RS: "The Elements of Style" is a little book that for decades has served countless writers and editors. The two authors have long since passed away, but another edition of their work has just come out: "The Elements of Style Illustrated."
AA: The artist Maira Kalman based colorful and often whimsical illustrations on examples used in the book. She also worked with the young composer Nico Muhly to turn the examples into songs. The songs were performed recently in the Main Reading Room of the New York Public Library.
RS: We'll play some of the music later. But first we talk to Jack Hart, who calls himself "an old journalism school professor." He's the writing coach at the Oregonian newspaper in Portland. And he is a big fan of "The Elements of Style."
JACK HART: "It originated at Cornell University. It was originally produced by a professor named William Strunk in 1919. It was a handout in his classes and, as I recall, was only about forty-three pages long. And it was some basic principles that he wanted to pass along to his students in his writing courses.
"It really reflected the way American English had evolved through the second half of the nineteenth century and captured the sense that -- for the first time, I think really -- English was being regarded as a way to express rather than to impress. We were moving away from the really flowery Victorian English to a much more clear, direct way of expressing ourselves.
"One of the students in his courses at Cornell was a young man named E.B. White. [He] went on, became one of the best-known writers at the New Yorker magazine, maybe best known in this country for some of his children's books like 'Charlotte's Web.'
"And in the fifties, White was asked to dust off Professor Strunk's handout and expand on it a little bit, and that became the first published version of 'The Elements of Style' in this country. And it was really embraced by newspaper journalists, print journalists in general. And that made it especially influential as a model for how American English should be written."

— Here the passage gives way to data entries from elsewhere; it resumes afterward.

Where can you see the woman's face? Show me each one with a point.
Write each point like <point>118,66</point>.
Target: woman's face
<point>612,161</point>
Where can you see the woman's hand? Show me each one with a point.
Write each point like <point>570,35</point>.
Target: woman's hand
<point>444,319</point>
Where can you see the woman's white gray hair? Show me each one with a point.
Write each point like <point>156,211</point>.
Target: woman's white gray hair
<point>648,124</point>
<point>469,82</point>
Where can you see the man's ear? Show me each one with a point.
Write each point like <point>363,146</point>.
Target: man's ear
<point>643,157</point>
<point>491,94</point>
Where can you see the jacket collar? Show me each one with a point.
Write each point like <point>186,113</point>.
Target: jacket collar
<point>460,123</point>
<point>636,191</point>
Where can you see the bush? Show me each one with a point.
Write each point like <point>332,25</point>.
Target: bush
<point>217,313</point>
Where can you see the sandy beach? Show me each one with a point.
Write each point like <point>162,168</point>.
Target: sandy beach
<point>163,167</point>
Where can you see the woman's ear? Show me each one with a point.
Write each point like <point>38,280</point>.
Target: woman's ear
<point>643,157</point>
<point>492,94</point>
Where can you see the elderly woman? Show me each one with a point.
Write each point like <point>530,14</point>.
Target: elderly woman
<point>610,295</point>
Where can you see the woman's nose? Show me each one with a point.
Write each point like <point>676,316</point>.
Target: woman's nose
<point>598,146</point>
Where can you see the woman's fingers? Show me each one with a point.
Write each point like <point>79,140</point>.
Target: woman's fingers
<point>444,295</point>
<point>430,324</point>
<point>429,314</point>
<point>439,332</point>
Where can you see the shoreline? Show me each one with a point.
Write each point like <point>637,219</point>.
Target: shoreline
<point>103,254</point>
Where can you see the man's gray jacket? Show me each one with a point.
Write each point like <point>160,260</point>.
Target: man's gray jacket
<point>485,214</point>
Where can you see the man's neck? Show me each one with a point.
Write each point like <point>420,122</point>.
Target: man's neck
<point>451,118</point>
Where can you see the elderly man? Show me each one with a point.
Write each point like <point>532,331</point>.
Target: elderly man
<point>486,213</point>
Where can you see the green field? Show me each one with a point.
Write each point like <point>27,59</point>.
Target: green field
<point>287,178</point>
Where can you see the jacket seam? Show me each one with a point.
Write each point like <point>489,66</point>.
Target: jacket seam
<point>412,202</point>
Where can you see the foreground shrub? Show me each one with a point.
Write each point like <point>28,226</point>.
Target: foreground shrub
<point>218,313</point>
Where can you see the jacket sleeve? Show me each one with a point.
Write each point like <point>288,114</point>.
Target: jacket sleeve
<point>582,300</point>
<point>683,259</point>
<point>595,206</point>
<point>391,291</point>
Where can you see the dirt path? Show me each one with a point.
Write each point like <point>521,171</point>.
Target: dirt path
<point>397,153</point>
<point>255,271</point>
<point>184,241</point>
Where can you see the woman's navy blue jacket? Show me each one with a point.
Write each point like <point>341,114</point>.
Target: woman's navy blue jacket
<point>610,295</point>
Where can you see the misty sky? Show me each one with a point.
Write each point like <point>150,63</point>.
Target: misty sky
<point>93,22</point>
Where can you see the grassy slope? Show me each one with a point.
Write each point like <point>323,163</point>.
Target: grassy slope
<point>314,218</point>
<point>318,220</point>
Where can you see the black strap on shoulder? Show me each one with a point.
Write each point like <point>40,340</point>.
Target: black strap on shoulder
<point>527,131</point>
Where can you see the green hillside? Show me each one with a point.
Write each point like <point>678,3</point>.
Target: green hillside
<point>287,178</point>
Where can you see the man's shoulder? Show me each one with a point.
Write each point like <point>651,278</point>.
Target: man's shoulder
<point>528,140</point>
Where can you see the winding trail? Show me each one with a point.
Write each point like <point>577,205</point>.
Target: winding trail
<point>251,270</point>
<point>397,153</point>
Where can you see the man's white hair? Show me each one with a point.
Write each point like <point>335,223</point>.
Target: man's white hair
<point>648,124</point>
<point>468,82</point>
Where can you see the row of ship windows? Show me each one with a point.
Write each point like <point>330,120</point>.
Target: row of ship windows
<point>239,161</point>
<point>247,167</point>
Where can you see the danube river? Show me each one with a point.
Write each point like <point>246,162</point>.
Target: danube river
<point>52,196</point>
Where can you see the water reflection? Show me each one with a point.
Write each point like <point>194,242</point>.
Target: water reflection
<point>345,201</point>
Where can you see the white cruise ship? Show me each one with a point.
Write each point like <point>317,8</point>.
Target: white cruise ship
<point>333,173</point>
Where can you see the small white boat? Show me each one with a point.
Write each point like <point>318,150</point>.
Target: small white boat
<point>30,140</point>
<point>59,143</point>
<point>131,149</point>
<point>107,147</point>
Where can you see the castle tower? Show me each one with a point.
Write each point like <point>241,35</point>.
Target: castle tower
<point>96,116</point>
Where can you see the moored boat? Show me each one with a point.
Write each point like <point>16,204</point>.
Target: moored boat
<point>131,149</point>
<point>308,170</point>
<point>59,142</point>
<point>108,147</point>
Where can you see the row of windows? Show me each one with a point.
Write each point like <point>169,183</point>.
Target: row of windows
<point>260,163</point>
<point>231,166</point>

AA: "Well, just the other day I was trying to figure out should we use lie or lay in a particular sentence. How do you remember it, or do you keep going back to your 'Elements of Style'?"
JACK HART: "Actually I'm at a hospital today for a medical procedure and the nurses keep telling me to 'Lay down on the table.' And I keep saying 'No, no, no! It should be lie down on the table,' because I remember my Strunk and White.

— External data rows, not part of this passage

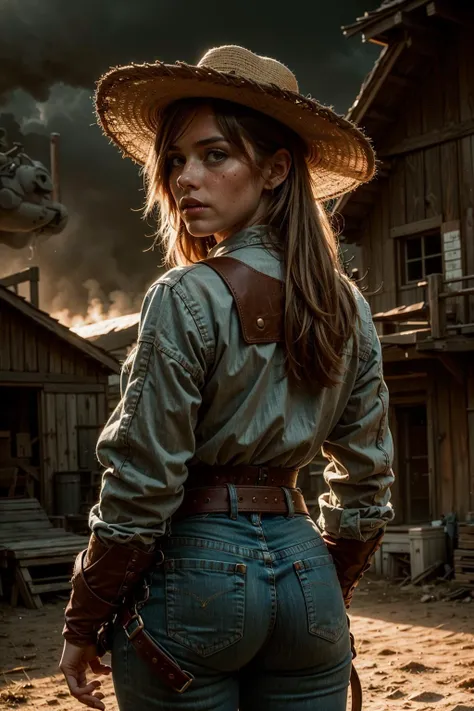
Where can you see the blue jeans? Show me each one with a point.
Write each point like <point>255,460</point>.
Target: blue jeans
<point>253,609</point>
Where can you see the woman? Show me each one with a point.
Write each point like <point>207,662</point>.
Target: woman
<point>249,359</point>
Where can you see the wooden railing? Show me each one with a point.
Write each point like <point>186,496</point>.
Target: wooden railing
<point>438,294</point>
<point>433,312</point>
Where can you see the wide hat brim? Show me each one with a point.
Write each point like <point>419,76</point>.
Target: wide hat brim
<point>130,100</point>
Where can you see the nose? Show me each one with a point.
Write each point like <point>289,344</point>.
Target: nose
<point>190,176</point>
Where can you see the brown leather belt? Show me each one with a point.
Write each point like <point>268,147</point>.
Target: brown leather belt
<point>233,499</point>
<point>243,475</point>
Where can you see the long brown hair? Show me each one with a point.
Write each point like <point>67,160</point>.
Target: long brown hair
<point>320,306</point>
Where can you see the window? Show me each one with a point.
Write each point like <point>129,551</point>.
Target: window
<point>413,471</point>
<point>421,255</point>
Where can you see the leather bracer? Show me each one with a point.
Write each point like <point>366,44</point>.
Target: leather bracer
<point>103,577</point>
<point>352,559</point>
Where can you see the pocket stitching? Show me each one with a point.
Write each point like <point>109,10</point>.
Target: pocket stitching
<point>301,568</point>
<point>237,572</point>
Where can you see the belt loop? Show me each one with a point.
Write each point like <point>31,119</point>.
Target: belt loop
<point>233,502</point>
<point>289,502</point>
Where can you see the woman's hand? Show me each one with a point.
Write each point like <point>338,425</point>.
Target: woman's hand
<point>73,664</point>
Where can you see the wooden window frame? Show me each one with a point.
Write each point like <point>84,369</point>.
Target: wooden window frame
<point>404,261</point>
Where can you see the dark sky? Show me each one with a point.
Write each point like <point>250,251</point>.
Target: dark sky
<point>52,52</point>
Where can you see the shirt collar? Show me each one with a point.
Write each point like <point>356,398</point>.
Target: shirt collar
<point>258,234</point>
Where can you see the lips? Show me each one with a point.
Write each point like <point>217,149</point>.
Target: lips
<point>191,205</point>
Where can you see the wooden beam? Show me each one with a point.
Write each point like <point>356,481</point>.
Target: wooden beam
<point>39,378</point>
<point>74,387</point>
<point>376,80</point>
<point>445,11</point>
<point>457,344</point>
<point>413,228</point>
<point>433,138</point>
<point>402,82</point>
<point>43,319</point>
<point>437,310</point>
<point>377,31</point>
<point>380,116</point>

"But I think more important here are the principles of clarity and gracefulness in writing that White, who was an especially clear and witty and graceful writer himself, added in the Chapter Five of 'Elements of Style,' that he added in the published version."
RS: "And what does that entail?"
JACK HART: "Well, first of all, to write direct sentences, to not back into sentences, to start with a subject and then follow up with a verb, a predicate, and an object. To avoid passive voice, to use active verbs, to write 'Jack hit the ball' rather than 'The ball was hit by Jack.' This is a way of expressing yourself that really has become standard throughout the English-speaking world.
"I think 'The Elements of Style,' the book, has probably been more influential than any other source when it comes to influencing the way we write. There are ten million copies of this book in print. It gathers dust on millions of bookshelves, but is actively used by millions of people as well. Another quarter-million are produced every year. We're now moving into the fifth edition of the book, this new illustrated edition, so it's everywhere."
RS: "Does it change with every edition?"
JACK HART: "You know, really not much. When it was produced by Professor Strunk at Cornell, the students referred to it as 'The Little Book,' and I think one of the secrets of its success is that it's short and it really does cut to the heart of the matter. And it's still a relatively short, direct book of just a hundred and some pages. So it's been updated a little bit. You know, it's a little more politically correct, there are examples drawn more from the modern world. So yeah, it's been buffed up a little bit, but it's still the same old 'Elements of Style.'"
AA: Jack Hart is a managing editor and the writing coach at the Oregonian newspaper in Portland. He's also the author of a book due out next summer called "A Writer's Coach."